“Em toda a história do mundo, desde que existe a democracia, nunca um projeto havia ganhado com a quantidade de votos que ganhamos este dia. É literalmente a porcentagem mais alta da história” e transforma El Salvador em um país de “partido único num sistema plenamente democrático”.
A comemoração foi de Nayib Bukele, com todos os acompanhamentos do gênero – discurso na sacada, beijo na mulher e uma novidade inexorável dos eventos públicos no momento: drones no céu. No caso, formando a letra N de Nayib.
É um mau sinal: democracia e popularidade não significam eliminar, arrasar ou tirar do mapa a oposição, seja pelas urnas, pela força ou pela cooptação.

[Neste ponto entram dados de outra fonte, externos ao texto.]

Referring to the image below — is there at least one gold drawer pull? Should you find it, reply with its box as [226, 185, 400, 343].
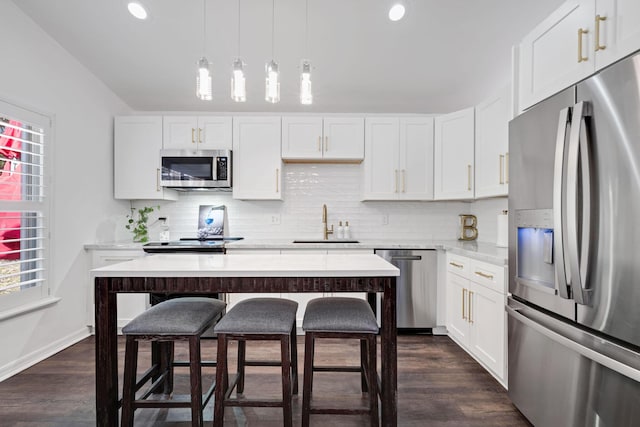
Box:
[578, 28, 589, 63]
[476, 271, 493, 280]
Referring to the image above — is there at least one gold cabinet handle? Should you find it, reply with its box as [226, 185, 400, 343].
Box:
[393, 169, 398, 193]
[402, 169, 407, 193]
[462, 288, 467, 320]
[595, 15, 607, 52]
[504, 151, 509, 184]
[578, 28, 589, 62]
[476, 271, 493, 280]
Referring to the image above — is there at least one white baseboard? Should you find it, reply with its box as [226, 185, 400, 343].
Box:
[0, 328, 90, 382]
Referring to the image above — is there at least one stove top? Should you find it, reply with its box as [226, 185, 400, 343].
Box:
[142, 237, 243, 253]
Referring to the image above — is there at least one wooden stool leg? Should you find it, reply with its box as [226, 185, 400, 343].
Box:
[291, 321, 298, 394]
[366, 334, 379, 427]
[121, 336, 138, 427]
[360, 340, 369, 393]
[236, 340, 247, 394]
[280, 335, 293, 427]
[302, 332, 314, 427]
[213, 334, 228, 427]
[189, 336, 203, 427]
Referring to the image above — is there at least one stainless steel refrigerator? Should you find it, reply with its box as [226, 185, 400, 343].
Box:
[507, 49, 640, 427]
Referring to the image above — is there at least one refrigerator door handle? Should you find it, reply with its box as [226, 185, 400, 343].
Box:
[566, 101, 591, 304]
[505, 301, 640, 381]
[553, 107, 571, 299]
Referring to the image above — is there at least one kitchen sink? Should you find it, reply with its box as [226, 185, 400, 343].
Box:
[293, 240, 360, 243]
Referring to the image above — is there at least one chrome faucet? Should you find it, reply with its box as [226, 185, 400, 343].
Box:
[322, 205, 333, 240]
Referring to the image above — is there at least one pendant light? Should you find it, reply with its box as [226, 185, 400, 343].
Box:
[264, 0, 280, 104]
[300, 0, 313, 105]
[196, 0, 212, 101]
[231, 0, 247, 102]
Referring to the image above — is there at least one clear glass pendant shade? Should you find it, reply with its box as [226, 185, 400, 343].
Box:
[231, 58, 247, 102]
[196, 56, 212, 101]
[300, 60, 313, 105]
[264, 59, 280, 104]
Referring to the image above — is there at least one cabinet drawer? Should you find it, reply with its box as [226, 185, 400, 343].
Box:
[469, 260, 505, 294]
[447, 254, 471, 278]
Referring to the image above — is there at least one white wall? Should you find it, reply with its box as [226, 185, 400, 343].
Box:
[0, 0, 131, 379]
[135, 164, 507, 242]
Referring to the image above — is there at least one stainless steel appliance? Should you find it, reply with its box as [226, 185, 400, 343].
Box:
[160, 150, 232, 190]
[507, 50, 640, 427]
[142, 237, 242, 254]
[375, 249, 437, 332]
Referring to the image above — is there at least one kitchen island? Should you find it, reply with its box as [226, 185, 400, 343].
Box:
[91, 254, 399, 426]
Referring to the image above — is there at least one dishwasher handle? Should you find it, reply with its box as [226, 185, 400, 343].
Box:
[391, 255, 422, 261]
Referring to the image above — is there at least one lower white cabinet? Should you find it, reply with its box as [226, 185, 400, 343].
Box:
[446, 254, 507, 387]
[87, 248, 149, 331]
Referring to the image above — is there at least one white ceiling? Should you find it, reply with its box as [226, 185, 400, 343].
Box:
[14, 0, 563, 113]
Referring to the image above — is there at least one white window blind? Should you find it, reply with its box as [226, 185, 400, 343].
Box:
[0, 101, 49, 309]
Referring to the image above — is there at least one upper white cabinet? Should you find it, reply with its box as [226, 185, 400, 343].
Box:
[434, 108, 475, 200]
[113, 116, 178, 200]
[475, 89, 510, 198]
[282, 116, 364, 161]
[233, 116, 282, 200]
[363, 117, 433, 200]
[162, 116, 232, 150]
[518, 0, 640, 110]
[594, 0, 640, 69]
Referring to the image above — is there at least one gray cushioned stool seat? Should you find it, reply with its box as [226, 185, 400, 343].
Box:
[302, 297, 378, 334]
[122, 297, 226, 335]
[214, 298, 298, 334]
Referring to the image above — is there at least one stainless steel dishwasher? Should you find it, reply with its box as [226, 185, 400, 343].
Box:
[375, 249, 438, 332]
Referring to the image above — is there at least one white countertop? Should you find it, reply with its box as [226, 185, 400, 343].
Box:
[91, 254, 400, 277]
[84, 238, 508, 266]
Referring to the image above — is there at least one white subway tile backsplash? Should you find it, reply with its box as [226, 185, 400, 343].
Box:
[134, 164, 507, 242]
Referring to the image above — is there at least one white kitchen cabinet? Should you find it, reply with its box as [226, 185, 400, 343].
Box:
[282, 116, 364, 162]
[433, 107, 475, 200]
[518, 0, 640, 110]
[113, 116, 178, 200]
[475, 88, 510, 198]
[363, 117, 433, 200]
[233, 116, 282, 200]
[446, 254, 507, 387]
[87, 248, 149, 330]
[594, 0, 640, 69]
[162, 116, 232, 150]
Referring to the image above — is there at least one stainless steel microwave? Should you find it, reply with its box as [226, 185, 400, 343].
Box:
[160, 150, 232, 190]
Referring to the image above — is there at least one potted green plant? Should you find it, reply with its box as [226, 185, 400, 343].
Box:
[125, 206, 160, 243]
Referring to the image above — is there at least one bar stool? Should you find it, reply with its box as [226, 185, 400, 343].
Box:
[302, 297, 378, 427]
[213, 298, 298, 427]
[122, 297, 226, 427]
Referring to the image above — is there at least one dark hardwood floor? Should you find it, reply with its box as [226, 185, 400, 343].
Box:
[0, 335, 530, 427]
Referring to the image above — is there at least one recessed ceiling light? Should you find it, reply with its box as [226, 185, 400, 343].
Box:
[127, 0, 149, 20]
[389, 3, 404, 21]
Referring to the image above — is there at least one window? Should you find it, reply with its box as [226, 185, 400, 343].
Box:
[0, 101, 50, 310]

Todo mundo já percebeu que a esquerda tem pavor de Bukele e que ele criou um sistema novo no qual a repressão à criminalidade ganhou uma projeção sem precedentes. Mas é preciso olhar o fenômeno Bukele sem ódio nem amor para entender por que ele virou ou está virando, um novo modelo autoritário. Juan Perón também era campeão de votos e popularidade – nem por isso escapou da praga latino-americana, da qual foi talvez o maior exemplo: populismo e a convicção de que ganhar eleição dá um passe livre, inclusive para acossar as minorias.
Isso não significa ignorar as razões da popularidade de Bukele. A ampla maioria da população apoia medidas restritivas ao estado de direito por interpretar que garantias democráticas estavam sendo usadas para ajudar os criminosos, criando, na prática, um estado de não-direito. A impunidade é o caminho mais garantido para deslegitimar as instituições.
REFORMA ‘NEOLIBERAL’
Uma das medidas de Bukele foi interferir na Suprema Corte para ter um monte de amigos num lugar importante, não juízes imparciais e apartidários. Assim conseguiu driblar a proibição constitucional à reeleição.
Isso nunca é bom. Equivale, em escala menor, ao que fizeram Hugo Chávez e Nicolás Maduro na Venezuela ao aparelharem o judiciário. Foi assim que o supremo amigo confirmou a inelegibilidade da oposicionista María Corina Machado, fortíssima candidata a dar uma surra de urna em Maduro.
A farsa eleitoral ficou escancarada e Madurou tripudiou: “Vamos ganhar, por bem ou por mal”. Sabe que as sanções petrolíferas dos Estados Unidos serão retomadas, mas está pouco ligando. Já provou que pode arruinar o país, lançar a imensa maioria da população na miséria e continuar no poder: só tem que dar satisfação – e muita – aos companheiros que fatiaram o país.
A miséria também ronda Cuba onde o presidente Miguel Díaz-Canel (com hífen, para ficar mais chique) tirou o ministro da Economia que estava fazendo um ajuste – em termos cubanos, evidentemente.
O presidente, que não tem a aura dos irmãos Castro, seus antecessores, contestou as acusações de que estaria promovendo uma reforma neoliberal – o ridículo termo que ainda faz sucesso na esquerda.
MÁQUINAS DE POBREZA
A economia cubana não tem vasos conectantes com a realidade, muito menos com a liberação das forças do mercado. Mas o aumento programado de 500% da gasolina seria demais até para uma população mantida calada por um sistema repressivo que talvez seja a única coisa que funciona bem em Cuba.
As posições contrárias ao infeliz governo de Díaz-Canel hoje estão mais visíveis dentro do regime.
Segundo o Observatório Cubano de Direitos Humanos – de Miami, obviamente -, 72% dos cubanos vivem abaixo da linha da pobreza. Isso com mais de setenta anos de uma revolução feita em nome do povo.
Máquinas de produzir pobres, como Cuba e Venezuela demonstraram ser, são a parte mais triste de projetos que pareciam tão idealistas e criaram discursos com forte apelo para uma camada da população.
Hoje, quem está conquistando admiradores além fronteiras é Bukele, um reflexo da nossa incapacidade de produzir desenvolvimento, segurança e instituições confiáveis, as bases mínimas para o progresso de uma sociedade, à esquerda ou à direita.
Sem isso, não tem drone que dê jeito.